Microsoft recently published a technical whitepaper outlining considerations for a well-performing and secure organizational Power BI deployment.
You may like to see the full report here. However, if you don’t have enough time to read all of that, here are the most important points:
1. Introduction
High level overview of Power BI as both a SaaS (software-as-a-service) and PaaS (platform-as-a-service) platform:
- The most prominent components of the Power BI suite of tools include: Power BI Desktop, Power BI Service, Power BI Mobile Apps, Power BI Report Server, and Power BI Embedded
- Power BI Service is built on Microsoft’s Azure environment, e.g. user data is uploaded in Blob storage and metadata is stored in SQLDB
2.Deployment Options and Recommendations
We face a combination of business requirements and technical requirements when making decisions related to technology deployments. The scenarios are:
A. Self-service data analysis (ad hoc analysis):
With self-service scenarios, users import data into Power BI and create their own dataset (aka data model) and calculations, followed by reports and dashboards.
B. Organizational reporting (traditional enterprise reporting / corporate BI):
Power BI issues live queries to retrieve source data when a report is viewed. This scenario can also be handled with Direct Query functionality (for a relational data source) or a Live Connection (for an Analysis Services data source, SSAS Tabular Model).
C. Embedded analytics (operational reporting): It can be embedded into a custom application using custom APIs.

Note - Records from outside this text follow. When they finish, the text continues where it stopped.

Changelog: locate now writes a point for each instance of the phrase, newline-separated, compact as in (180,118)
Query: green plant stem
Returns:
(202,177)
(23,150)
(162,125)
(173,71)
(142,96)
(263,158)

D. Streaming (near real-time monitoring): it can be used effectively for a streaming dashboard solution, in conjunction with Azure Stream Analytics, the Power BI APIs, or PubNub
There are some key questions to ask when planning a deployment such as:
- Where is the source data stored?
- Who is going to use the reports?
- Where do consumers want to view reports?
- How much data latency (delay) is acceptable?
- What is the complexity level of the solution?
- Is an On-Premises (Non-Cloud-Based) solution required?
3. Licensing Options
The licensing model your organization selects for Power BI significantly impacts deployment options and scalability possibilities. The Power BI licensing model is based on three options to simplify choices and better meet the varying needs of individuals, small groups, and large organizations including, Power BI Free, Power BI Pro, Power BI Premium
4. Source Data Considerations
While Power BI can connect to many different types of data sources, some types of data sources should be preferred over others.
Some things to consider include:
- Minimize use of Excel, csv, and text files when possible
- Store files in a central location, accessible by all users of the Power BI solution
- Be aware of API limits
- Know how to support SaaS solutions from AppSource
- Minimize the load on source systems
- Expect data refresh operations to take some time
- Test data refresh in the Power BI Service regularly during development
- Utilize relational database sources when practical
- Assume referential integrity when possible to improve performance
Cleansing, Filtering, Transforming, and Integrating Data
Power BI has some very powerful functionality for cleansing, filtering, transforming, and integrating data in its Query Editor so this is not a question of whether Power BI is able to do the job. However, creating a centralized data repository to store data that has already been cleansed is one way of reducing the amount of data preparation work that end users need to do in Power BI.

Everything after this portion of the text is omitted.